Colic Isn’t a Diagnosis: Understanding What’s Really Going On and How Bodywork Can Help

If you’ve ever been told your baby has colic, you may have noticed how unsatisfying that word can feel. Colic sounds definitive, but in reality, it’s a placeholder. It describes a set of symptoms, not an explanation.

Traditionally, colic is defined as prolonged, inconsolable crying in an otherwise healthy infant, often following the “rule of threes.” Crying for more than three hours a day, more than three days a week, for more than three weeks. Helpful for research categories, maybe. Comforting for exhausted parents? Rarely.

What’s important to understand is this: colic is not a diagnosis. It’s a blanket term used when no clear cause has yet been identified.

Colic as a Signal, Not a Label

Babies cry to communicate. When crying becomes intense, persistent, and difficult to soothe, it’s often a sign that something in their system is under strain.

Common underlying contributors that can be grouped under “colic” include:

  • Digestive discomfort or gas

  • Feeding challenges, including latch or milk transfer issues

  • Oral tension or asymmetry

  • Nervous system overwhelm

  • Physical tension from pregnancy, positioning in utero, or the birth process

  • Sensory sensitivity or difficulty with regulation

Many of these issues don’t show up on standard medical tests. When growth is appropriate and obvious pathology is ruled out, parents are often told their baby will “grow out of it.” Sometimes that’s true.

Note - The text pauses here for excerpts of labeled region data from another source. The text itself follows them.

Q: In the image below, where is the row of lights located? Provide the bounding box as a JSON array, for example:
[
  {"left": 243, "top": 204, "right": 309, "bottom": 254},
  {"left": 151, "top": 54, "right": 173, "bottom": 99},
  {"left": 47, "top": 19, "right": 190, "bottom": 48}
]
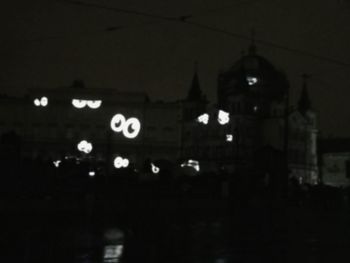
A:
[
  {"left": 33, "top": 97, "right": 102, "bottom": 109},
  {"left": 197, "top": 110, "right": 233, "bottom": 142},
  {"left": 53, "top": 140, "right": 200, "bottom": 176},
  {"left": 197, "top": 110, "right": 230, "bottom": 125}
]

But waiting doesn’t always feel acceptable when everyone in the household is running on fumes.

The Role of the Nervous System

One of the least discussed aspects of colic is nervous system immaturity.

Newborns are learning how to regulate everything at once: digestion, breathing, sleep cycles, sensory input, and emotional states. Some babies transition smoothly. Others struggle, especially if their system experienced stress before or during birth.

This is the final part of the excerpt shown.